The suburban captive who has embraced their captivity knows that they exist in captivity. They have accepted their captivity even though no one can see the walls. From the outside everything looks affluent, privileged, free, calm and beautiful so no one imagines that captivity could occur. How could you be held captive when living within such beauty? But it is exactly the act of owning and sustaining these things which creates the suburban captive. The only way that the suburban captive can truly be free and happy within this kind of affluent captivity (the worst kind of captivity is the kind of captivity which everyone is experiencing, but no one talks about because they think their captivity is their freedom) is to acknowledge and embrace the captivity which they have taken suburban residence in.

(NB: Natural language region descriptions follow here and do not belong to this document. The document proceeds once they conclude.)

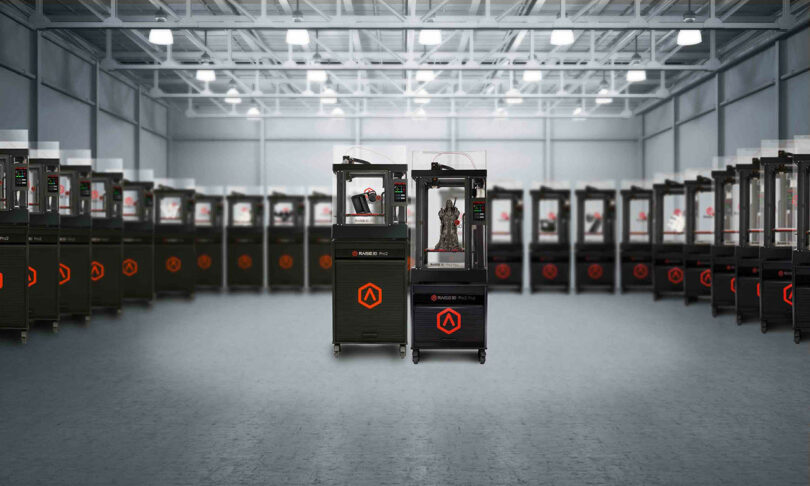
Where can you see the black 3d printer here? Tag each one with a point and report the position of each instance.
(595, 250)
(107, 248)
(175, 254)
(726, 237)
(370, 251)
(697, 250)
(43, 234)
(139, 236)
(550, 249)
(776, 253)
(635, 249)
(505, 246)
(285, 240)
(801, 255)
(319, 233)
(14, 273)
(245, 240)
(209, 209)
(76, 223)
(746, 255)
(449, 283)
(669, 223)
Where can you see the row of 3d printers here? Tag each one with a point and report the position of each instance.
(80, 235)
(737, 236)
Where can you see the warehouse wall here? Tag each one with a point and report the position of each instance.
(65, 103)
(299, 151)
(766, 96)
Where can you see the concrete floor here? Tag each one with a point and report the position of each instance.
(243, 389)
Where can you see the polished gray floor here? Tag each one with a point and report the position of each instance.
(243, 389)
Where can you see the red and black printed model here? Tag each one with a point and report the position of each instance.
(370, 251)
(550, 249)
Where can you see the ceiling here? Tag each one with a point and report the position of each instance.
(484, 51)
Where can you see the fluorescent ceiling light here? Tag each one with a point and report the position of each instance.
(297, 37)
(636, 75)
(161, 37)
(316, 76)
(562, 37)
(513, 96)
(232, 96)
(423, 100)
(532, 76)
(425, 76)
(430, 37)
(206, 75)
(689, 37)
(331, 96)
(605, 100)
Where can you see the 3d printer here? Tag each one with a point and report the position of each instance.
(776, 253)
(319, 234)
(801, 255)
(285, 239)
(107, 250)
(726, 238)
(139, 236)
(245, 238)
(43, 233)
(76, 223)
(595, 250)
(505, 247)
(175, 254)
(209, 209)
(14, 271)
(635, 249)
(697, 250)
(550, 249)
(745, 284)
(449, 283)
(370, 250)
(669, 232)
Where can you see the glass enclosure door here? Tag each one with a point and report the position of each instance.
(594, 229)
(639, 231)
(203, 213)
(98, 199)
(704, 217)
(785, 207)
(501, 220)
(674, 219)
(548, 228)
(731, 214)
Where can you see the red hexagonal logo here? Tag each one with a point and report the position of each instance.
(675, 275)
(369, 295)
(129, 267)
(448, 321)
(641, 271)
(503, 271)
(64, 274)
(96, 271)
(787, 294)
(706, 278)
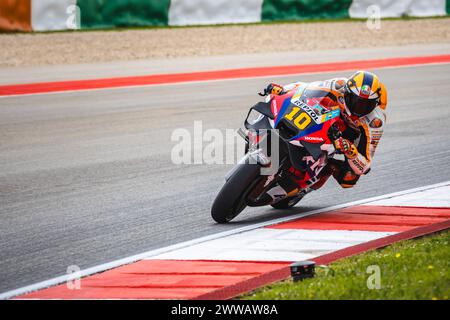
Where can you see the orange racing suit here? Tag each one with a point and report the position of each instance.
(364, 132)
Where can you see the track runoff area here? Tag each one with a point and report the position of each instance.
(224, 265)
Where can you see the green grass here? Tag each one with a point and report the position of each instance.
(223, 25)
(413, 269)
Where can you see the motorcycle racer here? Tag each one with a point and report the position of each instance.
(363, 113)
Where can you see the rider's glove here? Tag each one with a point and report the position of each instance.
(346, 147)
(272, 88)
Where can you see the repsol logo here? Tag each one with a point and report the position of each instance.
(307, 109)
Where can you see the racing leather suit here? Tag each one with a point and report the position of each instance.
(364, 132)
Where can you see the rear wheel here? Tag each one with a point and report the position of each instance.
(231, 199)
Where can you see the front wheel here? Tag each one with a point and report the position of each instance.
(231, 199)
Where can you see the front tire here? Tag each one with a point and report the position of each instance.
(231, 199)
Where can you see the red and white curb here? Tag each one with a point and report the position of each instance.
(227, 264)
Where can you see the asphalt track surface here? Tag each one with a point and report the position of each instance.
(87, 177)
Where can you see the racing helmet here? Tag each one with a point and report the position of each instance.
(362, 93)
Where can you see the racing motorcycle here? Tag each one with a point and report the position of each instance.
(301, 125)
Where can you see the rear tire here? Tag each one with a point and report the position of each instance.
(231, 199)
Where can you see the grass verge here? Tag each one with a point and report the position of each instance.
(413, 269)
(275, 22)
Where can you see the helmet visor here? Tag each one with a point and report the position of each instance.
(359, 106)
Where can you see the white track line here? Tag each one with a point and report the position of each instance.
(148, 254)
(203, 81)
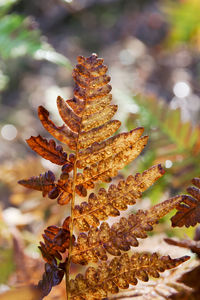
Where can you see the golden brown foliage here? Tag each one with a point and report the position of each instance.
(194, 246)
(109, 203)
(119, 273)
(189, 210)
(96, 155)
(120, 236)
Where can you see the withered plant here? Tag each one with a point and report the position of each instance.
(97, 154)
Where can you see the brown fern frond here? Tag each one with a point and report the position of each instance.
(44, 182)
(56, 241)
(120, 236)
(87, 130)
(119, 273)
(48, 150)
(189, 210)
(109, 203)
(52, 276)
(194, 246)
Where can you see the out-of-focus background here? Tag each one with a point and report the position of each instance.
(152, 49)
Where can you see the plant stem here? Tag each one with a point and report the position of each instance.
(71, 227)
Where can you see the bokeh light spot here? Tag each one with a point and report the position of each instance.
(168, 163)
(181, 89)
(9, 132)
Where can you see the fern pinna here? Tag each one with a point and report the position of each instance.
(96, 155)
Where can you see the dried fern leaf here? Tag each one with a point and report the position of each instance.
(120, 236)
(115, 144)
(56, 241)
(69, 117)
(189, 210)
(48, 149)
(62, 189)
(119, 273)
(98, 134)
(110, 166)
(52, 276)
(194, 246)
(63, 133)
(108, 203)
(87, 130)
(43, 182)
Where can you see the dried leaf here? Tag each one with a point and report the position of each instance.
(105, 204)
(48, 150)
(189, 210)
(56, 241)
(43, 182)
(52, 276)
(119, 273)
(23, 293)
(120, 236)
(194, 246)
(63, 133)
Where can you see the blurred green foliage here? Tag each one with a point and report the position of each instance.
(18, 37)
(184, 19)
(173, 143)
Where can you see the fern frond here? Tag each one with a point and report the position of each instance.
(56, 241)
(44, 182)
(109, 203)
(48, 150)
(194, 246)
(87, 130)
(120, 236)
(189, 210)
(119, 273)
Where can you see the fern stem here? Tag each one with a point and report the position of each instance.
(71, 227)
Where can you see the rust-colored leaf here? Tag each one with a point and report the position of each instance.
(108, 203)
(119, 273)
(56, 241)
(69, 117)
(120, 236)
(48, 149)
(63, 133)
(194, 246)
(43, 182)
(189, 210)
(52, 276)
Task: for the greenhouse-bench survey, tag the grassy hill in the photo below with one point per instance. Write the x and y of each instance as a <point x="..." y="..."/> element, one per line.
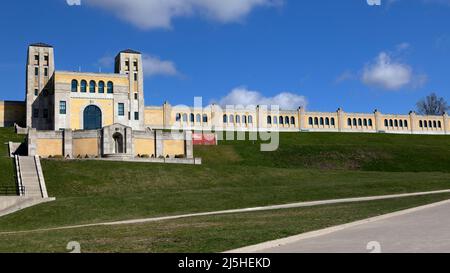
<point x="235" y="174"/>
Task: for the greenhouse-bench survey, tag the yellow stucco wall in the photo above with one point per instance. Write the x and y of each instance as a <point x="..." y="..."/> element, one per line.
<point x="85" y="146"/>
<point x="173" y="147"/>
<point x="154" y="117"/>
<point x="144" y="147"/>
<point x="77" y="107"/>
<point x="12" y="112"/>
<point x="49" y="147"/>
<point x="61" y="77"/>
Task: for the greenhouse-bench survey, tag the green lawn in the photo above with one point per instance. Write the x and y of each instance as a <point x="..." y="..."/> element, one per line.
<point x="207" y="234"/>
<point x="235" y="174"/>
<point x="6" y="163"/>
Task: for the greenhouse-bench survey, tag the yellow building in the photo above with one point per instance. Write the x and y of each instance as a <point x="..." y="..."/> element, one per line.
<point x="75" y="114"/>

Once a suburban captive has done this, once they have had enough of the pain involved in trying to escape, they can get down to the real business of cultivating a truly fulfilling life from within, at home.

Things All Over The Place

Things all over the place. Someday, some yet unknown civilization will study us and think that we had things all over the place. We are consumed by our things and few things ever remain in their right place.

I love some of my things, but does this mean I need to have things all over the place? Has humanity really evolved to have this many things all over the place? Can our brains really handle all these things all over the place? Just about all of our homes have things all over the place. There are things everywhere, too many to name.

Some of us are lucky enough to have the time, energy and/or money to have things continually kept in their right place. Few of us are disciplined enough to keep everything right where it needs to be, at all times. After all, this is the only way that most of us could maintain sanity and stability with things.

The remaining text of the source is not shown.